Abarim Publications' online Biblical Hebrew Dictionary
It's not clear whether there are two separate roots of the form טבל (tbl) or only one:
The verb טבל (tabal I) expresses a whole or partial submerging in liquid: the dipping of a tunic in blood (Genesis 37:31), a finger in blood (Leviticus 4:6), hyssop in water (Numbers 19:18), a foot in oil (Deuteronomy 33:24), a staff in honey (1 Samuel 14:27), bread in vinegar (Ruth 2:14), a person in a pit (Job 9:31), and a Aramaic general himself in the river Jordan (2 Kings 5:14).
If there ever was a verb טבל (tabal II), it doesn't exist in the Bible, and its existence is proposed solely to explain the occurrence of the masculine noun טבול (tebul), which denotes a turban (Ezekiel 23:15 only).
BDB Theological Dictionary makes mention of an Ethiopian verb that means to wind about or wrap up and that may be comparable to our illusive verb טבל (tabal II), but also notes the suggestion of other scholars who have proposed relations between our noun and an Arabic noun meaning dye, which in turn could be linked to the verb טבל (tabal I).
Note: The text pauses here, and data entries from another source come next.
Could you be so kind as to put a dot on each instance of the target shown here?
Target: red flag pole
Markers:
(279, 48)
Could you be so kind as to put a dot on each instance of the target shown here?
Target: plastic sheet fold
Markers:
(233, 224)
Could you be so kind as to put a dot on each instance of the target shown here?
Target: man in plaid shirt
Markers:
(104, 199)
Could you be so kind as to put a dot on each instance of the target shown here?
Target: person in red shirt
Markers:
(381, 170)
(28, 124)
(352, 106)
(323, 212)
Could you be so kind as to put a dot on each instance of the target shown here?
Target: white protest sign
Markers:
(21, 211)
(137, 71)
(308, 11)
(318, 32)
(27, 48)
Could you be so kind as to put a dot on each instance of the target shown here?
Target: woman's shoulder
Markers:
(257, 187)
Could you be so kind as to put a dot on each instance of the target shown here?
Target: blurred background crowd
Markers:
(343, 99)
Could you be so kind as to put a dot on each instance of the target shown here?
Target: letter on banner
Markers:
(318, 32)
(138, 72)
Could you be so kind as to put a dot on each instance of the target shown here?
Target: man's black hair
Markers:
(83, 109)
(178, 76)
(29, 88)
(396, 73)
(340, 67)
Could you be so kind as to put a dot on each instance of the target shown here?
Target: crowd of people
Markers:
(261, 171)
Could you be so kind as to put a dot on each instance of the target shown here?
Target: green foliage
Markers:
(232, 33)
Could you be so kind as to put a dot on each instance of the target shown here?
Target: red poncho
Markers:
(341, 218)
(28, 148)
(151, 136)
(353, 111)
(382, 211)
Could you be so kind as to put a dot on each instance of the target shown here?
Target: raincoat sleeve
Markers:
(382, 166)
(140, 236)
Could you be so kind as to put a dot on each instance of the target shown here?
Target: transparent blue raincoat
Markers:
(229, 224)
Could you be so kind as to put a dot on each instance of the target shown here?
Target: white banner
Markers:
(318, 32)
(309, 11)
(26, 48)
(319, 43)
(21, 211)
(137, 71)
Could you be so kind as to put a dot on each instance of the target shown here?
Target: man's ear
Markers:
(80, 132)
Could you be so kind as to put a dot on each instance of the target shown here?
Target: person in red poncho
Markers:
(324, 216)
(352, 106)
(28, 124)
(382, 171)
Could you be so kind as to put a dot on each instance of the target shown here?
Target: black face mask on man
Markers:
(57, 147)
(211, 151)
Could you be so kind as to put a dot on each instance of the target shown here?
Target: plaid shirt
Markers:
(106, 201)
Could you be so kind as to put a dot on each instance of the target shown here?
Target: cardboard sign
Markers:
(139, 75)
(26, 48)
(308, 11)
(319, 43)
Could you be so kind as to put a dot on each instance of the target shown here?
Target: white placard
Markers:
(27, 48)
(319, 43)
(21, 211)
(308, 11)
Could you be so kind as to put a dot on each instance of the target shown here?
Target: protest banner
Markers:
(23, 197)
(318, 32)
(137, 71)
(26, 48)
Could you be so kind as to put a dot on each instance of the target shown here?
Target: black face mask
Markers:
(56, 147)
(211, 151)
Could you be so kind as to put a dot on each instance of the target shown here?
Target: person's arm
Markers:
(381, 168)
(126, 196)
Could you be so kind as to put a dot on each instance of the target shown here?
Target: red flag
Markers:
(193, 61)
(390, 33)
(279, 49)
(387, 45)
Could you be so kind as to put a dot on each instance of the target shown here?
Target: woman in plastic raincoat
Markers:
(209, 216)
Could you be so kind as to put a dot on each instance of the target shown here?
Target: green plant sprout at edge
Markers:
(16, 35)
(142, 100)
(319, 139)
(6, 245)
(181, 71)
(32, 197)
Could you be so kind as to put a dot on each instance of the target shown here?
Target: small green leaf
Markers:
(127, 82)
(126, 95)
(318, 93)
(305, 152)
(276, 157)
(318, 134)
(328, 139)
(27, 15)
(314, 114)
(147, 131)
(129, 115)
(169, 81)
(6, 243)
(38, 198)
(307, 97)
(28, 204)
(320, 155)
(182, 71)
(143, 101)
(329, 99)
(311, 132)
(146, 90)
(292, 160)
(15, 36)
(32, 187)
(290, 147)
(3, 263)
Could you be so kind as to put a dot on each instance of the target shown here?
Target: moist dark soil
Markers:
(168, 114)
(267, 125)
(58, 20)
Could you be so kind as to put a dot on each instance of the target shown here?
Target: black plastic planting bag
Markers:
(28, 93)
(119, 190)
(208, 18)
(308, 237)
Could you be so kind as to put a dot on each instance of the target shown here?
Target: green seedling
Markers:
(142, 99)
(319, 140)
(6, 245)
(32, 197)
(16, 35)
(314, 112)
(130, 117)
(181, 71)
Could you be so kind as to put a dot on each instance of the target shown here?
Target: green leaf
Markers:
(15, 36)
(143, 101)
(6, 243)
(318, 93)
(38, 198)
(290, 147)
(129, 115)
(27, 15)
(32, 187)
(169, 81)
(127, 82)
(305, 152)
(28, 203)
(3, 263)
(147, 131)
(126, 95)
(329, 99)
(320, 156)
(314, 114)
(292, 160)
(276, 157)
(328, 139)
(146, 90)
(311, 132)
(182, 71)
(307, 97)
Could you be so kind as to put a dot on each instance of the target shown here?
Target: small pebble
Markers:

Whatever the true origin of the noun טבול (tebul), to the Hebrews a turban was either something to "dip" one's head in, or else, a garment with which one could advertise one's status or place or origin and that by means of its color or dye.
Turbans were worn by many peoples (including Jews) and it's not wholly clear what might have prompted it. Since in as many cultures submersion in water grew from a practical act of cleaning to a symbolic act of purification, it might be considered that to the Hebrews the wearing of a turban signified purity (in a cultural status sort of way).